Sıvı biyopsi (likit biyopsi) genellikle kanser hastalarının periferal kan örneğidir. Dolaşan tümör hücreleri, dolaşan tümör DNA’sı, eksozomlar, mikro RNA veya plateletler gibi pek çok materyal bu örneklemeden elde edilebilir. Dolaşan tümör hücreleri kabaca immünoçekim bazlı (EpCAM hedefli) ya da boyut bazlı-dansite bazlı yöntemlerle kan örneğinden elde edilir. Dolaşan tümör hücrelerinde tanısal işlemler ve moleküler incelemeler yapılabilmektedir. EGFR mutasyonu, tedavi sonrası gelişen dirençten sorumlu EGFR T790M mutasyonu ve ALK rearranjmanı taramasının uygulanabildiği gösterilmiştir (57,58,59). Dolaşan tümör DNA’sı ise hücre içermeyen, tümör kaynaklı, kısa DNA fragmanlarıdır. Dolaşan tümör DNA’sı farklı tekniklerle çoğunlukla kolayca tespit edilir ve PCR bazlı veya yeni nesil sekanslama gibi yöntemlerle kolayca işlenir. EGFR mutasyonu ve tedaviye dirençten sorumlu EGFR T790M mutasyonu dolaşan tümör DNA’sında değerlendirilebilir (60,61,62). Dolaşan tümör DNA’sı günümüzde klinik uygulamalarda yerini bulmuş ve kendini kanıtlamışken, dolaşan tümör hücresi için standardizasyon sorunlarının aşılması gerekmektedir. Her iki yöntemin birbirine üstünlükleri ve her yöntemin kendi içinde bazı zayıflıkları mevcut olup, gelecekte birbirlerinin tamamlayıcısı uygulamalar olacakları düşünülebilir.

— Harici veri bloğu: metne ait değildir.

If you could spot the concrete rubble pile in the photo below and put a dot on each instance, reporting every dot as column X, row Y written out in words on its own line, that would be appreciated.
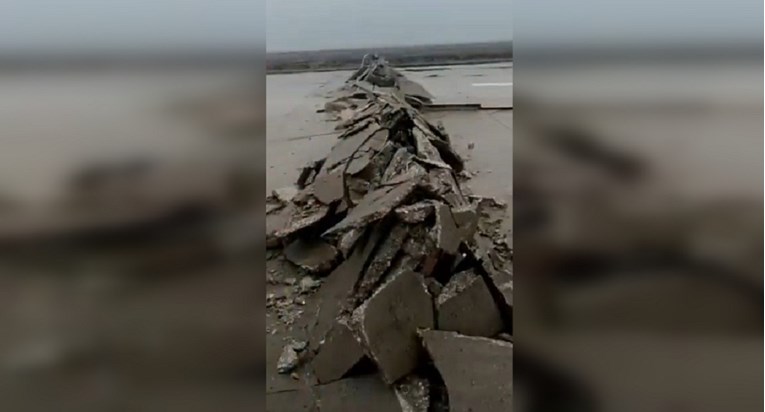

Klinik uygulama öncelikle tanısal biyopsi uygulanamayan, moleküler inceleme için yeni biyopsi yapılması gereken ama yapılamayan ya da tedavi sırasında hedefe yönelik ajana dirençten şüphelenilen akciğer kanseri hastalarında uygulanmaktadır.

Sonuç

Akciğer kanseri hedefe yönelik tedaviler açısından son yıllarda başarı kazanılmış olan bir solid tümördür. Her geçen gün yeni bir hedefe yönelik tedavi ajanının ortaya atıldığı bu dönemde doğru hastaya doğru tedavinin uygulanabilmesi için moleküler testler daha da önem kazanmaktadır. Moleküler testler sadece tedavi sürecinin belirlenmesinde değil, aynı zamanda tedavi direnç mekanizmalarının anlaşılmasında ve çözümünde, hastalıkların prognozunun tahmininde ve daha da önemlisi kanserin patogenezinin anlaşılmasında rol almaktadır. Dolaşan tümör hücreleri ve dolaşan DNA üzerinden de yapılmaya başlanan moleküler testler moleküler patolojinin çok yakında daha neler yapabileceğinin habercisi gibidir. Diğer yandan immünoterapinin özellikle PD-L1 immünekspresyonu izlenen hastalarda gösterdiği başarılı sonuçlar da başta akciğer kanseri olmak üzere pek çok tümör için umut vericidir.

Finansal Destek: Yazarlar tarafından finansal destek alınmadığı bildirilmiştir.